R$ 11 bilhões contra facções: o plano secreto do governo que vai mudar tudo
Lula anuncia programa inédito para sufocar financeiramente o crime organizado; entenda como você será afetado
Você já imaginou o que aconteceria se o governo resolvesse, de uma vez por todas, cortar a torneira de dinheiro das facções criminosas? Pois é exatamente isso que está prestes a acontecer. E o valor é de tirar o fôlego: R$ 11 bilhões.
Nesta terça-feira (12), o presidente Luiz Inácio Lula da Silva (PT) lança o programa Brasil Contra o Crime Organizado. Mas não se engane: não é mais um pacote qualquer. A estratégia, construída a portas fechadas com governadores e especialistas, promete atacar onde realmente dói: o bolso dos criminosos.
De onde vai sair essa fortuna?
O plano é ambicioso e o dinheiro tem origem clara. Do orçamento federal, serão destinados R$ 1 bilhão. Mas a maior parte, impressionantes R$ 10 bilhões, virá do BNDES (Banco Nacional de Desenvolvimento Econômico e Social).
O anúncio oficial acontece às 10h no Palácio do Planalto, em Brasília, com a presença de Lula e do ministro da Justiça e Segurança Pública, Wellington César Lima e Silva. E não é coincidência: a medida vem dias depois da reunião entre Lula e o presidente dos EUA, Donald Trump, na Casa Branca, onde o combate ao crime organizado foi o centro das discussões.
Seis frentes de batalha contra o crime
O programa não é um tiro no escuro.

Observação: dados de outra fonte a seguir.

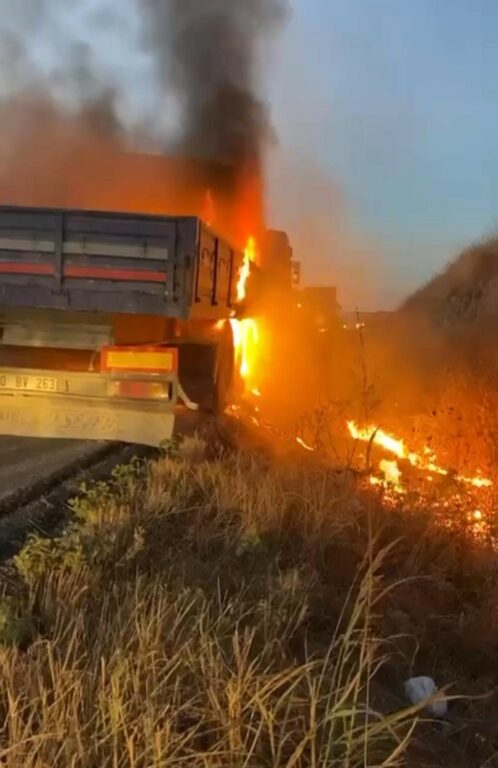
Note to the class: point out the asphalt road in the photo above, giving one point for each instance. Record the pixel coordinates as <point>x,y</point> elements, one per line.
<point>24,462</point>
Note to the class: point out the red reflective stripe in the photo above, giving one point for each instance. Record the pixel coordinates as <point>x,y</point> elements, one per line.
<point>23,268</point>
<point>104,273</point>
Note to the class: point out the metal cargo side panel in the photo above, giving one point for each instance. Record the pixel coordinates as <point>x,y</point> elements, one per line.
<point>216,277</point>
<point>97,262</point>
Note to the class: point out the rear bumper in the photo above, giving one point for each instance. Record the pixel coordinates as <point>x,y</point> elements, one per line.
<point>82,406</point>
<point>86,419</point>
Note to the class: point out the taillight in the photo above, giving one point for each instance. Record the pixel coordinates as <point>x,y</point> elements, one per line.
<point>140,390</point>
<point>139,359</point>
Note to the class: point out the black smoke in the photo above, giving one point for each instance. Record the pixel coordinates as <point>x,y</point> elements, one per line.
<point>210,51</point>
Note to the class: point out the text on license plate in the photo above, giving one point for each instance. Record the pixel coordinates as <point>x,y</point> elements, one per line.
<point>28,383</point>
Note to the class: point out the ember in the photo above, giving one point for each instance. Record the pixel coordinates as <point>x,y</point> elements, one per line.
<point>426,461</point>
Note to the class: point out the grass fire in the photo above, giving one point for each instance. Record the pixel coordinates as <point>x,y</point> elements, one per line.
<point>283,549</point>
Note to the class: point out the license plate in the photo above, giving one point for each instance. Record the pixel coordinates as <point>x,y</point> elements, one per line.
<point>29,383</point>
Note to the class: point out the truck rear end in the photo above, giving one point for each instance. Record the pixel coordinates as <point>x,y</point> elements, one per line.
<point>99,315</point>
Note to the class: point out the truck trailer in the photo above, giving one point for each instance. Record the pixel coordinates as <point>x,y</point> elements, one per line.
<point>107,318</point>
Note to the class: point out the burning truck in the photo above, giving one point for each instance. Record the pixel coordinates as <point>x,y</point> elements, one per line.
<point>107,318</point>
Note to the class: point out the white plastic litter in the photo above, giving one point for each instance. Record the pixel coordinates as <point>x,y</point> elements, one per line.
<point>420,689</point>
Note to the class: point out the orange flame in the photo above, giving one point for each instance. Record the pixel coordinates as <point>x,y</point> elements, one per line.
<point>246,332</point>
<point>426,461</point>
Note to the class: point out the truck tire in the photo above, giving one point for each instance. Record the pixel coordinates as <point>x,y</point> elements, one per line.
<point>207,372</point>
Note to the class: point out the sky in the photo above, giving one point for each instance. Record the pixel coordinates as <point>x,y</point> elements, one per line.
<point>394,101</point>
<point>386,119</point>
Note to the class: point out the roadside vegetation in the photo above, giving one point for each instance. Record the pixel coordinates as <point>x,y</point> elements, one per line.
<point>230,610</point>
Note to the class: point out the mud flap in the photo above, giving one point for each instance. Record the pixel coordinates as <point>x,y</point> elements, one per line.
<point>86,419</point>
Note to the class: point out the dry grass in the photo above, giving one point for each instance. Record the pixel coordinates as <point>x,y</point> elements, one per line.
<point>237,613</point>
<point>178,622</point>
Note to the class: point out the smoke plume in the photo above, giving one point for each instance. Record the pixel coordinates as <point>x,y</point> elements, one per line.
<point>84,81</point>
<point>209,52</point>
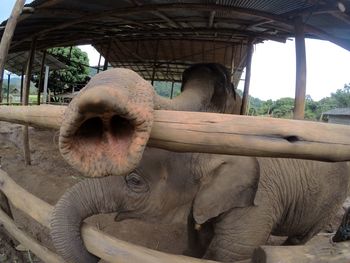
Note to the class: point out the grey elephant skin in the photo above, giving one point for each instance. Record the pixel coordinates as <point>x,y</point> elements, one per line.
<point>238,201</point>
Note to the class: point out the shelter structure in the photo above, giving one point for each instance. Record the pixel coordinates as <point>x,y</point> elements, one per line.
<point>159,39</point>
<point>337,116</point>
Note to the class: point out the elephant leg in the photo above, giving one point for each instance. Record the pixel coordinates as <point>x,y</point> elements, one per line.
<point>239,232</point>
<point>198,238</point>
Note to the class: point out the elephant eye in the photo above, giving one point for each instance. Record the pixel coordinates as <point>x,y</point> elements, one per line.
<point>136,183</point>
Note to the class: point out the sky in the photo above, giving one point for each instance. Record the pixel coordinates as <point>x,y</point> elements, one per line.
<point>273,66</point>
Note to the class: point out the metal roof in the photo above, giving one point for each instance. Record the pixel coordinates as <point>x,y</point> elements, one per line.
<point>338,111</point>
<point>16,62</point>
<point>159,38</point>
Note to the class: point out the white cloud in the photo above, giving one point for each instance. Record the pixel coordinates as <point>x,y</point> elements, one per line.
<point>92,54</point>
<point>273,69</point>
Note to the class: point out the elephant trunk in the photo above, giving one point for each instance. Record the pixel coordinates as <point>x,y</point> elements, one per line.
<point>89,197</point>
<point>107,125</point>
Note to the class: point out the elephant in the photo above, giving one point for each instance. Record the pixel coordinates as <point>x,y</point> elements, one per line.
<point>231,203</point>
<point>112,115</point>
<point>238,200</point>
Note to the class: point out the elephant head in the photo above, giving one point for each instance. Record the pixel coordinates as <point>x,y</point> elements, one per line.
<point>104,133</point>
<point>165,187</point>
<point>107,125</point>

Ele está estruturado em seis eixos que miram desde a lavagem de dinheiro até a atuação nas fronteiras. A ideia é sufocar as facções por todos os lados: financeiro, operacional e social.
Mas tem um detalhe crucial: para ter acesso aos recursos do BNDES, os estados precisam aderir oficialmente às medidas propostas pelo governo federal. Ou seja, quem não entrar no barco, fica de fora da verba.
O que Lula prometeu a Trump (e a você)
Após o encontro na Casa Branca, Lula foi direto ao ponto: Brasil e EUA vão ampliar a cooperação contra o tráfico de drogas e armas. E mais: o presidente revelou a criação de uma base em Manaus com representantes de polícias de países da América do Sul para atuar nas regiões de fronteira.
“Os Estados Unidos poderão participar se tiverem interesse”, disse Lula. Ficou acertado, ainda, a formação de um grupo de trabalho entre países interessados em ampliar a cooperação internacional. O recado é claro: a guerra contra o crime organizado agora tem escala global.
O foco principal, segundo o chefe do executivo, é atingir o poder financeiro das facções. Afinal, sem dinheiro, até o maior dos impérios criminosos desmorona. A pergunta que fica é: será que, desta vez, o plano vai funcionar?